The ECC is the largest civil society organization in Liberia. It deployed more than two thousand election monitors/observers throughout the country during the October 10, 2017 national elections.

The third panelist University Lecturer Frank Sainworla spoke on the role of the media in the democratic electoral process. He reiterated that the role of the media during any electoral process could either lead to peace or civil war as witnessed in some countries around the world.

In the case of Liberia, Mr. Sainworla highlighted the crucial role the media play in our electoral process and a continuous need for free media in this country. He commended the Liberian media and civil society for providing civic and voter education, information on the electoral process and analyses as the process evolved, despite institutional challenges.

Mr. Sainworla emphasized that Liberia’s democracy is evolving and maturing and so too is the independent media. He alleged that Liberia had a problem with voter apathy in the October 2017 elections as compared to the 2005 and 2011 elections, and credited the voter turnout on Election Day to a direct result of the hard work of the media and civil society. He did not provide statistics to support his findings.

Mr. Sainworla however urged journalists to delve more into other problematic issues such as those surrounding constituency demarcation, political party financing, campaign promises actualization, NEC presiding over election disputes (judge and jury), respect for the rule of law, election law reform (to assure free, fair credible future elections) confidence building, security, funding support for LNP and other security apparatus, police and community relationship, community policing among others.
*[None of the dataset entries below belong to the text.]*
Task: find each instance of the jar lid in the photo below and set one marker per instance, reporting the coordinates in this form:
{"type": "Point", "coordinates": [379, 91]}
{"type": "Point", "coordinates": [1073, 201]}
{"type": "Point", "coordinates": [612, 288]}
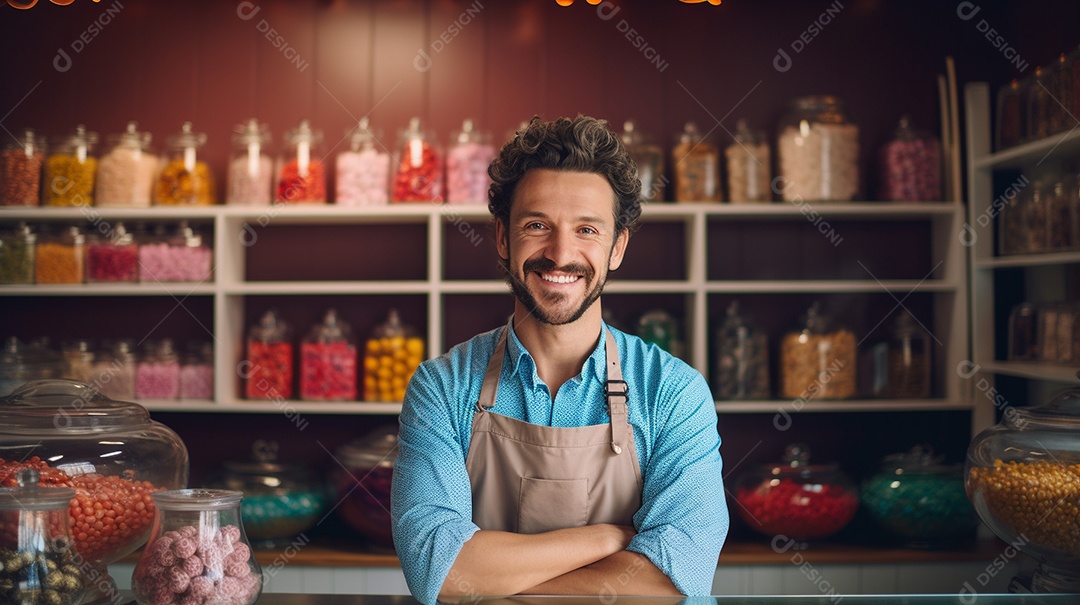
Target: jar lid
{"type": "Point", "coordinates": [31, 496]}
{"type": "Point", "coordinates": [61, 406]}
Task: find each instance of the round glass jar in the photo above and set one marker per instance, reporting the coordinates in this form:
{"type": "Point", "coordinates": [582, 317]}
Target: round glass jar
{"type": "Point", "coordinates": [198, 552]}
{"type": "Point", "coordinates": [795, 499]}
{"type": "Point", "coordinates": [38, 561]}
{"type": "Point", "coordinates": [281, 500]}
{"type": "Point", "coordinates": [70, 170]}
{"type": "Point", "coordinates": [919, 500]}
{"type": "Point", "coordinates": [362, 484]}
{"type": "Point", "coordinates": [1023, 476]}
{"type": "Point", "coordinates": [109, 452]}
{"type": "Point", "coordinates": [819, 151]}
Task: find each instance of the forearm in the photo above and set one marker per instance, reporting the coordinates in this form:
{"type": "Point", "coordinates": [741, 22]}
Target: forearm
{"type": "Point", "coordinates": [624, 573]}
{"type": "Point", "coordinates": [502, 563]}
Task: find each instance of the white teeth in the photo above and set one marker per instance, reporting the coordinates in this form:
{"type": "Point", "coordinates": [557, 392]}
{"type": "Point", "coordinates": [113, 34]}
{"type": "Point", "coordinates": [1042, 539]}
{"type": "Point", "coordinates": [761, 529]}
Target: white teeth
{"type": "Point", "coordinates": [558, 279]}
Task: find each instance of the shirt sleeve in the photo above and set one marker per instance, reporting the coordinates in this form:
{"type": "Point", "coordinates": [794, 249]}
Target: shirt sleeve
{"type": "Point", "coordinates": [684, 516]}
{"type": "Point", "coordinates": [431, 497]}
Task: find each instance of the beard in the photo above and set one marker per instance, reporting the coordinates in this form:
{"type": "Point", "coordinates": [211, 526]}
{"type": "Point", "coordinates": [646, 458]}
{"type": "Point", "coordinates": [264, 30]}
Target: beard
{"type": "Point", "coordinates": [532, 305]}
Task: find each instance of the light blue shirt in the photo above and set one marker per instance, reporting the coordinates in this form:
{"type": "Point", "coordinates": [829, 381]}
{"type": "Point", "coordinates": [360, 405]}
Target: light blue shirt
{"type": "Point", "coordinates": [683, 521]}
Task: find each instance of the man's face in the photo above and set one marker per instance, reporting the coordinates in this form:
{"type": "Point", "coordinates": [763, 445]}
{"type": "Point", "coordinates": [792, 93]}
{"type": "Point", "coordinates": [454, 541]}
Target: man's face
{"type": "Point", "coordinates": [561, 243]}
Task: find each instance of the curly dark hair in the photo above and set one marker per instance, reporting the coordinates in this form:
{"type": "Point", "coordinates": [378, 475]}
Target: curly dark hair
{"type": "Point", "coordinates": [579, 145]}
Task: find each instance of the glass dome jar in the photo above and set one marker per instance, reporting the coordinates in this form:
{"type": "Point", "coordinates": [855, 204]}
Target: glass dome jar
{"type": "Point", "coordinates": [109, 452]}
{"type": "Point", "coordinates": [362, 484]}
{"type": "Point", "coordinates": [301, 176]}
{"type": "Point", "coordinates": [697, 166]}
{"type": "Point", "coordinates": [70, 170]}
{"type": "Point", "coordinates": [126, 172]}
{"type": "Point", "coordinates": [919, 500]}
{"type": "Point", "coordinates": [198, 551]}
{"type": "Point", "coordinates": [281, 501]}
{"type": "Point", "coordinates": [328, 361]}
{"type": "Point", "coordinates": [819, 151]}
{"type": "Point", "coordinates": [363, 171]}
{"type": "Point", "coordinates": [649, 160]}
{"type": "Point", "coordinates": [796, 499]}
{"type": "Point", "coordinates": [1023, 478]}
{"type": "Point", "coordinates": [419, 174]}
{"type": "Point", "coordinates": [251, 167]}
{"type": "Point", "coordinates": [38, 556]}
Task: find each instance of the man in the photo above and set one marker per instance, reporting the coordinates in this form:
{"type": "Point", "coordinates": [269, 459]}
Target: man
{"type": "Point", "coordinates": [526, 464]}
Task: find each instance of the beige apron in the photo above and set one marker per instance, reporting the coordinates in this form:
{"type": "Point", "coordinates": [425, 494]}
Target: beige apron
{"type": "Point", "coordinates": [530, 478]}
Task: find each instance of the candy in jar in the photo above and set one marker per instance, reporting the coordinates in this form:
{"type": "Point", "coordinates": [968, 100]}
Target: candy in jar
{"type": "Point", "coordinates": [70, 170]}
{"type": "Point", "coordinates": [269, 366]}
{"type": "Point", "coordinates": [391, 355]}
{"type": "Point", "coordinates": [467, 161]}
{"type": "Point", "coordinates": [363, 171]}
{"type": "Point", "coordinates": [697, 167]}
{"type": "Point", "coordinates": [301, 177]}
{"type": "Point", "coordinates": [910, 165]}
{"type": "Point", "coordinates": [126, 172]}
{"type": "Point", "coordinates": [419, 175]}
{"type": "Point", "coordinates": [21, 161]}
{"type": "Point", "coordinates": [328, 361]}
{"type": "Point", "coordinates": [251, 169]}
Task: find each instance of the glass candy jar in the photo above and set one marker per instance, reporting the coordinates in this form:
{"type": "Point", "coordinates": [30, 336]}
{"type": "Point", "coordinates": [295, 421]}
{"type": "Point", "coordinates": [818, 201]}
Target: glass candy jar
{"type": "Point", "coordinates": [419, 174]}
{"type": "Point", "coordinates": [70, 170]}
{"type": "Point", "coordinates": [38, 561]}
{"type": "Point", "coordinates": [819, 151]}
{"type": "Point", "coordinates": [920, 500]}
{"type": "Point", "coordinates": [109, 452]}
{"type": "Point", "coordinates": [251, 167]}
{"type": "Point", "coordinates": [328, 361]}
{"type": "Point", "coordinates": [362, 484]}
{"type": "Point", "coordinates": [697, 167]}
{"type": "Point", "coordinates": [742, 367]}
{"type": "Point", "coordinates": [796, 499]}
{"type": "Point", "coordinates": [301, 176]}
{"type": "Point", "coordinates": [198, 552]}
{"type": "Point", "coordinates": [649, 160]}
{"type": "Point", "coordinates": [281, 500]}
{"type": "Point", "coordinates": [1023, 478]}
{"type": "Point", "coordinates": [363, 171]}
{"type": "Point", "coordinates": [268, 368]}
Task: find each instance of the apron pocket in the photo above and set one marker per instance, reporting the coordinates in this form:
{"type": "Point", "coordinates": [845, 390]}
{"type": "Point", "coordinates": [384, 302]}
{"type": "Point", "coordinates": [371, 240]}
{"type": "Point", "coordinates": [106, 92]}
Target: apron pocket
{"type": "Point", "coordinates": [552, 503]}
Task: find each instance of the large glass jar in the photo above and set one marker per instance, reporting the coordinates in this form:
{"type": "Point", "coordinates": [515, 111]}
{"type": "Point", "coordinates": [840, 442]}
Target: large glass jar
{"type": "Point", "coordinates": [819, 151]}
{"type": "Point", "coordinates": [198, 552]}
{"type": "Point", "coordinates": [40, 564]}
{"type": "Point", "coordinates": [301, 176]}
{"type": "Point", "coordinates": [251, 167]}
{"type": "Point", "coordinates": [21, 161]}
{"type": "Point", "coordinates": [282, 500]}
{"type": "Point", "coordinates": [750, 175]}
{"type": "Point", "coordinates": [363, 170]}
{"type": "Point", "coordinates": [126, 172]}
{"type": "Point", "coordinates": [1023, 476]}
{"type": "Point", "coordinates": [649, 160]}
{"type": "Point", "coordinates": [419, 174]}
{"type": "Point", "coordinates": [920, 500]}
{"type": "Point", "coordinates": [796, 499]}
{"type": "Point", "coordinates": [268, 368]}
{"type": "Point", "coordinates": [818, 361]}
{"type": "Point", "coordinates": [110, 452]}
{"type": "Point", "coordinates": [70, 170]}
{"type": "Point", "coordinates": [328, 361]}
{"type": "Point", "coordinates": [697, 167]}
{"type": "Point", "coordinates": [910, 165]}
{"type": "Point", "coordinates": [362, 484]}
{"type": "Point", "coordinates": [742, 366]}
{"type": "Point", "coordinates": [391, 355]}
{"type": "Point", "coordinates": [16, 255]}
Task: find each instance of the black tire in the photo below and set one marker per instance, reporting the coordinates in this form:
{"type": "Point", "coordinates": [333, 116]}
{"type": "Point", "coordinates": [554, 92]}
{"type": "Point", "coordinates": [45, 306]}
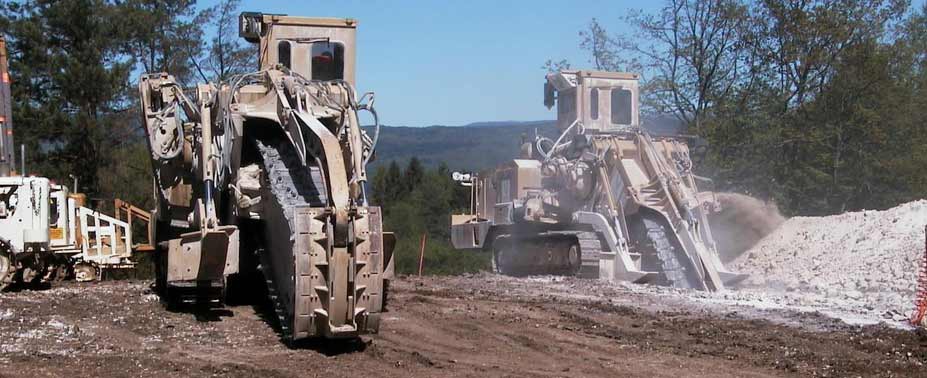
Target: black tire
{"type": "Point", "coordinates": [7, 269]}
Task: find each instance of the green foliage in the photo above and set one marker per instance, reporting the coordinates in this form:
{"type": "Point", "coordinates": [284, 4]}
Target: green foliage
{"type": "Point", "coordinates": [417, 201]}
{"type": "Point", "coordinates": [818, 105]}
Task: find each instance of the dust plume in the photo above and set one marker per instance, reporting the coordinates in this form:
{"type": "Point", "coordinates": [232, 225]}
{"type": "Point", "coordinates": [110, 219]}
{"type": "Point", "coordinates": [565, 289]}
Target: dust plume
{"type": "Point", "coordinates": [741, 223]}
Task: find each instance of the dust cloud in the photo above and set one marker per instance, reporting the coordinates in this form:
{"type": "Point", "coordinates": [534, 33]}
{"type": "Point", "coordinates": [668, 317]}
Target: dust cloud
{"type": "Point", "coordinates": [742, 222]}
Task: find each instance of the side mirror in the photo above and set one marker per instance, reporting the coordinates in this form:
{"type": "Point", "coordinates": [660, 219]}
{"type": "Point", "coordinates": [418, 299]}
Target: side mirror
{"type": "Point", "coordinates": [249, 26]}
{"type": "Point", "coordinates": [550, 95]}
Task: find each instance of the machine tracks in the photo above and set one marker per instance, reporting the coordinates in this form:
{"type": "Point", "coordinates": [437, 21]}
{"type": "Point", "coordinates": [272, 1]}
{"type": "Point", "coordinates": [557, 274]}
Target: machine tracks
{"type": "Point", "coordinates": [292, 186]}
{"type": "Point", "coordinates": [554, 252]}
{"type": "Point", "coordinates": [661, 254]}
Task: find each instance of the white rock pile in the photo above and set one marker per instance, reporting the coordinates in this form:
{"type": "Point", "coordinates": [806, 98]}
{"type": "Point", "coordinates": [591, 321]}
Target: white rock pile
{"type": "Point", "coordinates": [869, 258]}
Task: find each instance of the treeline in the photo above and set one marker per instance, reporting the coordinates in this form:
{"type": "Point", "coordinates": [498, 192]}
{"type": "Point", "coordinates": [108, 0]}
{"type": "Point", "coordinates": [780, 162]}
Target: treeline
{"type": "Point", "coordinates": [819, 105]}
{"type": "Point", "coordinates": [418, 201]}
{"type": "Point", "coordinates": [74, 65]}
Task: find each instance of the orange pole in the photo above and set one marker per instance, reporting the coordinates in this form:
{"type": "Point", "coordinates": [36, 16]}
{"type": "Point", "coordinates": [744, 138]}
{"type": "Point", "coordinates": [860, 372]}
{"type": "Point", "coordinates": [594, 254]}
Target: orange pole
{"type": "Point", "coordinates": [421, 256]}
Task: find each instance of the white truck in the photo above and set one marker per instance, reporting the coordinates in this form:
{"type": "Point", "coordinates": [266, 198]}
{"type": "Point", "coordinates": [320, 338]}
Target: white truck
{"type": "Point", "coordinates": [45, 231]}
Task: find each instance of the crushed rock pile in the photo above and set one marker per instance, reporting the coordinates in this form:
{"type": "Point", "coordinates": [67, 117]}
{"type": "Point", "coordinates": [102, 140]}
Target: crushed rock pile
{"type": "Point", "coordinates": [870, 258]}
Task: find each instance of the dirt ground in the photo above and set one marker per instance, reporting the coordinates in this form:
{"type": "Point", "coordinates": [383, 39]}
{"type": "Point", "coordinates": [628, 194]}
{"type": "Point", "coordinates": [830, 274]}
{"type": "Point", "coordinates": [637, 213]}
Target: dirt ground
{"type": "Point", "coordinates": [481, 325]}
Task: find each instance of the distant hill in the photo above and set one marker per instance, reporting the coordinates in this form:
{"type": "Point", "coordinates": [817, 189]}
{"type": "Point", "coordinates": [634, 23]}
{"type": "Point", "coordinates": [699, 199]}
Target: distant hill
{"type": "Point", "coordinates": [477, 145]}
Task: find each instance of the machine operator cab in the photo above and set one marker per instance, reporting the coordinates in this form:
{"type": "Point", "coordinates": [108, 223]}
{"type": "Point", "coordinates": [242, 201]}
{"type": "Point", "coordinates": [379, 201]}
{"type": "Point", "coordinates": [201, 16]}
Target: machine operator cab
{"type": "Point", "coordinates": [316, 48]}
{"type": "Point", "coordinates": [600, 101]}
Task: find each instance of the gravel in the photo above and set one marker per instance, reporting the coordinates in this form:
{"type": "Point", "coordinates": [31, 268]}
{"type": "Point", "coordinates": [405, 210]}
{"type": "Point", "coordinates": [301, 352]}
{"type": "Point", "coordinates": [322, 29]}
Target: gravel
{"type": "Point", "coordinates": [868, 259]}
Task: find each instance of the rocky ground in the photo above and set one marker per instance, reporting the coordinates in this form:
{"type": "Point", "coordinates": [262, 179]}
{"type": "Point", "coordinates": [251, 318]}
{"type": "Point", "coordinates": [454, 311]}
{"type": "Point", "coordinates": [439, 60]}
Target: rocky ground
{"type": "Point", "coordinates": [863, 262]}
{"type": "Point", "coordinates": [482, 325]}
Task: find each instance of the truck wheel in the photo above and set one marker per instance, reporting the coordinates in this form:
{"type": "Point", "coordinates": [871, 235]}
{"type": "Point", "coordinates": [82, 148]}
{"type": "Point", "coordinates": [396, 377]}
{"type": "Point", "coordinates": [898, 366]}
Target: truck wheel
{"type": "Point", "coordinates": [6, 265]}
{"type": "Point", "coordinates": [84, 272]}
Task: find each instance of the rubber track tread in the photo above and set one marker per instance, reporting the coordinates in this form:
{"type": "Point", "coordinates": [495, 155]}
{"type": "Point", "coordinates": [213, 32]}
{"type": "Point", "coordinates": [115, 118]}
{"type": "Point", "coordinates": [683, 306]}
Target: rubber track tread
{"type": "Point", "coordinates": [292, 185]}
{"type": "Point", "coordinates": [673, 267]}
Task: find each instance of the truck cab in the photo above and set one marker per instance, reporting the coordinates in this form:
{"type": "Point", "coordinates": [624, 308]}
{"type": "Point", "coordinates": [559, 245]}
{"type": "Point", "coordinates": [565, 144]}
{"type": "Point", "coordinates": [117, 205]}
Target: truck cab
{"type": "Point", "coordinates": [601, 101]}
{"type": "Point", "coordinates": [316, 48]}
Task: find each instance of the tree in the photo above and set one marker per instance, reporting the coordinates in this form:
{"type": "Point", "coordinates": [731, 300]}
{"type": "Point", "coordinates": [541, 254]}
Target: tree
{"type": "Point", "coordinates": [163, 36]}
{"type": "Point", "coordinates": [70, 84]}
{"type": "Point", "coordinates": [228, 55]}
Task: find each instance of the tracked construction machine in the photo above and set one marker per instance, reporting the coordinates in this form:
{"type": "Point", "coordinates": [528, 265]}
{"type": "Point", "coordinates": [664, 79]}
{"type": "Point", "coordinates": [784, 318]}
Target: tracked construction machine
{"type": "Point", "coordinates": [265, 174]}
{"type": "Point", "coordinates": [604, 200]}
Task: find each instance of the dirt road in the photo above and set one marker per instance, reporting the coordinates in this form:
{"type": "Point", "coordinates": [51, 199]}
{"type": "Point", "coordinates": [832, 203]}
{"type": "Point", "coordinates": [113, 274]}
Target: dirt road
{"type": "Point", "coordinates": [483, 325]}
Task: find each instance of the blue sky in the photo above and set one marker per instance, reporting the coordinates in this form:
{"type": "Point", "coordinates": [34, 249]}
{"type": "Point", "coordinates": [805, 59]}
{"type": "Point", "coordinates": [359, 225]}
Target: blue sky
{"type": "Point", "coordinates": [456, 62]}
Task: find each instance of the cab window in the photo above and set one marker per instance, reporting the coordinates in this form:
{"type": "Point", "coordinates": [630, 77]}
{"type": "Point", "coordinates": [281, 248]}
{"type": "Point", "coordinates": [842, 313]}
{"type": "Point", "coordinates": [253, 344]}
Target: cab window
{"type": "Point", "coordinates": [327, 60]}
{"type": "Point", "coordinates": [283, 54]}
{"type": "Point", "coordinates": [594, 103]}
{"type": "Point", "coordinates": [621, 106]}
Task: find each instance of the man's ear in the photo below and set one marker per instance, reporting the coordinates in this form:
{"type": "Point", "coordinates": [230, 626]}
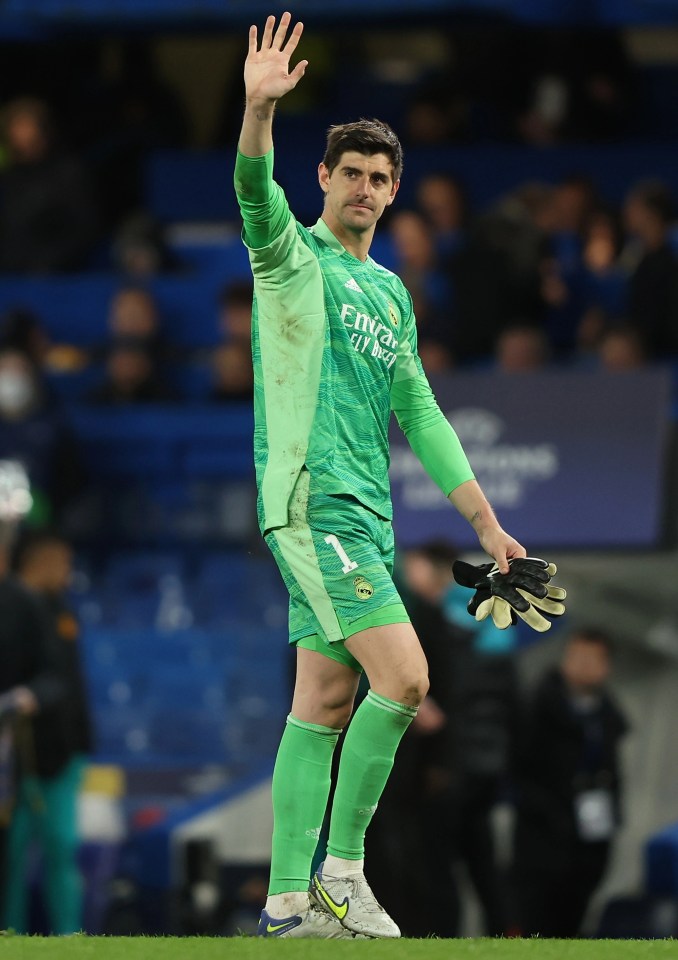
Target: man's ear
{"type": "Point", "coordinates": [323, 177]}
Mr. Sainworla cautioned his media colleagues and political commentators against using hate speeches, publishing half-truths and/or outright lies in mainstream media and/or social media.  These, he noted, have the propensity to cause chaos in any fragile democracy such as Liberia. Mr. Sainworla concurred with the presentations of the previous speakers.

At the same time, the Governance Commission continues to play a pivotal role in Liberia’s national electoral and transitional processes contributing immensely to efforts aimed at ensuring the holding of peaceful, transparent and credible elections in 2017. The Commission, among other things, held numerous Roundtables on elections related topics including but not limited to Electoral Dispute Resolution: Implications for Smooth Democratic Transition; Issues for 2017 (Nov. 2015); Political Parties in Election Dispute Resolution (Dec. 2015); Vision 2030 and the 2017 elections: reaffirming commitment to a common agenda through elections (Jan. 2016); and facilitated the holding of the National Political Forum for the holding of peaceful elections in October (May-June 2017). The GC also produced its well-researched Annual Governance Report on Liberia’s Electoral System ( Feb. 2017); and a book titled “Managing Democratic Transition in Liberia 2016-2018” which jump started the Transition Act and other documents on Liberia’s Transition.

The Commission’s AGR on Elections was launched in February 2017 with a number of recommendations geared toward enhancing Liberia’s democratic electoral system and elections. The report is also a retrospective analysis of Liberia’s electoral system and lessons learned from past electoral processes and elections in Liberia.